1. **Is this speech over silence/light background?** → `small.en` is fine
2. **Is this speech over music, or music with vocals?** → Start with `medium.en`
3. **Is this a produced music track (vocals + full instrumentation)?** → Start with `medium.en`, expect to need manual lyrics or an external API
4. **Is this multilingual?** → Use `medium` or `large-v3` (no `.en` suffix)
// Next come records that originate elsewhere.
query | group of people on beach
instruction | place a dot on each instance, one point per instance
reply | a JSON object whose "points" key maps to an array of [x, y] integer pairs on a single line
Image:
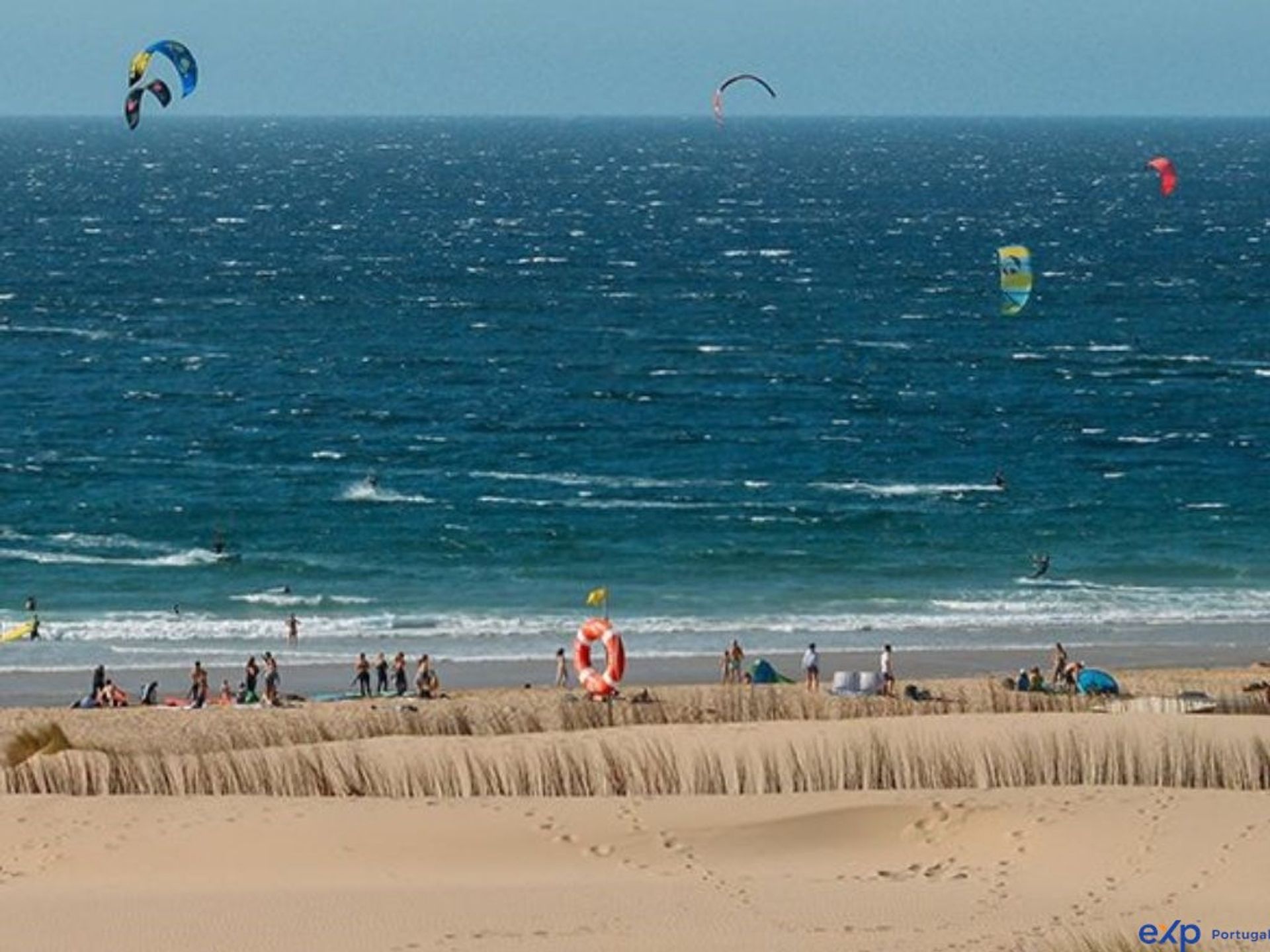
{"points": [[1064, 673], [427, 682]]}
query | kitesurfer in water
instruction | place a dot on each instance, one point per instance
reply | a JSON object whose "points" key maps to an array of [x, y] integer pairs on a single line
{"points": [[1042, 563]]}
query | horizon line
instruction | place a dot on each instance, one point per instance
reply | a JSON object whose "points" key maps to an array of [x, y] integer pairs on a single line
{"points": [[683, 117]]}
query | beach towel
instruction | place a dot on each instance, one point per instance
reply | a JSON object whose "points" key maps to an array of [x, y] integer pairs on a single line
{"points": [[857, 683], [761, 672]]}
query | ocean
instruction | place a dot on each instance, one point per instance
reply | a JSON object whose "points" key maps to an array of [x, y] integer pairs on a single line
{"points": [[435, 380]]}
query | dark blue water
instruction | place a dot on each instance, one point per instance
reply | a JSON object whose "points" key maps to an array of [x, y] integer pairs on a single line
{"points": [[752, 379]]}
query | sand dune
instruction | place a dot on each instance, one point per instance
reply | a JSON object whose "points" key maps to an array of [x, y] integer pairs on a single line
{"points": [[709, 820], [798, 757], [972, 870]]}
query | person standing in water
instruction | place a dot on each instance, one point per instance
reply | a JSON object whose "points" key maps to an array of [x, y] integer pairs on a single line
{"points": [[271, 680], [251, 673], [399, 677], [381, 674], [888, 672], [812, 668], [198, 686], [362, 676], [1058, 658]]}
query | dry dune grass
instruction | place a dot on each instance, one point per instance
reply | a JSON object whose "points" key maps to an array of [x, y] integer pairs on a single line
{"points": [[952, 752], [497, 714]]}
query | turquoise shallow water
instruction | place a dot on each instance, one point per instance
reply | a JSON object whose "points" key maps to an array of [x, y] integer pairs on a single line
{"points": [[753, 380]]}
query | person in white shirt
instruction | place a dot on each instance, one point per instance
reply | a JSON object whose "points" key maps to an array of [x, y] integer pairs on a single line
{"points": [[888, 672], [812, 668]]}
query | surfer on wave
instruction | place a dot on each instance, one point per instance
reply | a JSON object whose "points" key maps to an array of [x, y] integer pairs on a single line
{"points": [[1042, 565]]}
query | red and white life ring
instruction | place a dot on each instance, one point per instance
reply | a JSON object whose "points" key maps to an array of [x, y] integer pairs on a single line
{"points": [[600, 683]]}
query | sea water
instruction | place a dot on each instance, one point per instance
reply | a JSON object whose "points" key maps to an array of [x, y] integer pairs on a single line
{"points": [[437, 380]]}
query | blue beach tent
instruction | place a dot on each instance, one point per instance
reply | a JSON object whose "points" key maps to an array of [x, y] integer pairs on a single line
{"points": [[1091, 681], [762, 673]]}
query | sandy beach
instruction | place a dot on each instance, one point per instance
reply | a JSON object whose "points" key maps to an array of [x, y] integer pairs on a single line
{"points": [[710, 818]]}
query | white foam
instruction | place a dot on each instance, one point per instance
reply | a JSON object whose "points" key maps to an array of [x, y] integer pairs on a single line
{"points": [[365, 493], [908, 489], [175, 560]]}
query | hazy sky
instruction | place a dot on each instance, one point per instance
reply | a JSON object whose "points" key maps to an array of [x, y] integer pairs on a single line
{"points": [[567, 58]]}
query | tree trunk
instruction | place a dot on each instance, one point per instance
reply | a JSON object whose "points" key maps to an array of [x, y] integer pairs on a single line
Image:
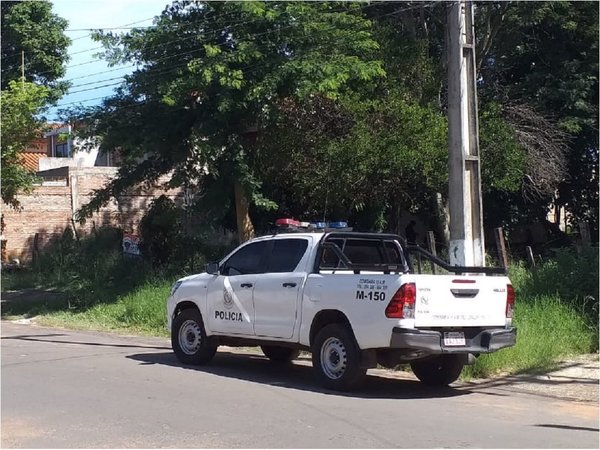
{"points": [[242, 205], [443, 218]]}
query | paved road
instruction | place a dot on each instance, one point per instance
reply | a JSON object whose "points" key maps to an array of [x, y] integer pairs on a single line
{"points": [[82, 389]]}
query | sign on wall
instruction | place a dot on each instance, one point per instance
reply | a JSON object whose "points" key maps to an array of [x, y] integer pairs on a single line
{"points": [[131, 244]]}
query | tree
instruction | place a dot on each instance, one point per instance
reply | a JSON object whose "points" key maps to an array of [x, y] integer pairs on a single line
{"points": [[21, 104], [210, 76], [543, 57], [32, 28]]}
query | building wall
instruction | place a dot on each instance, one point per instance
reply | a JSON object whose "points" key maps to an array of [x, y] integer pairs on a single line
{"points": [[46, 212]]}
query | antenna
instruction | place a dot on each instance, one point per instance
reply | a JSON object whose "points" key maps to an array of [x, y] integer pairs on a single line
{"points": [[327, 187]]}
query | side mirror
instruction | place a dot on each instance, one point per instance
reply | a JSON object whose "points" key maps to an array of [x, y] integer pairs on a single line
{"points": [[212, 268]]}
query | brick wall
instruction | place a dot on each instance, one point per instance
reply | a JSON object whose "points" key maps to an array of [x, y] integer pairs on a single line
{"points": [[49, 209]]}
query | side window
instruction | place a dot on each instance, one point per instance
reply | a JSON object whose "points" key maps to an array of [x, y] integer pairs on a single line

## Using External Transcription APIs

For the best accuracy, use an external API and import the result:

**OpenAI Whisper API** (recommended for quality):

```bash
# Generate with word timestamps, then import
curl https://api.openai.com/v1/audio/transcriptions \
  -H "Authorization: Bearer $OPENAI_API_KEY" \
  -F file=@audio.mp3 -F model=whisper-1 \
  -F response_format=verbose_json \
  -F "timestamp_granularities[]=word" \
  -o transcript-openai.json

npx hyperframes transcribe transcript-openai.json
```

**Groq Whisper API** (fast, free tier available):

```bash
curl https://api.groq.com/openai/v1/audio/transcriptions \
  -H "Authorization: Bearer $GROQ_API_KEY" \
  -F file=@audio.mp3 -F model=whisper-large-v3 \
  -F response_format=verbose_json \
  -F "timestamp_granularities[]=word" \
  -o transcript-groq.json

npx hyperframes transcribe transcript-groq.json
```

## If No Transcript Exists

1. Check the project root for `transcript.json`, `.srt`, or `.vtt` files
2. If none found, run transcription — pick the starting model based on the content type:
   - Speech/voiceover → `small.en`
   - Music with vocals → `medium.en`
   ```bash
   npx hyperframes transcribe <audio-or-video-file> --model medium.en
   ```
3. **Read the transcript and run the quality check** (see above). If it fails, retry with a larger model or suggest manual lyrics.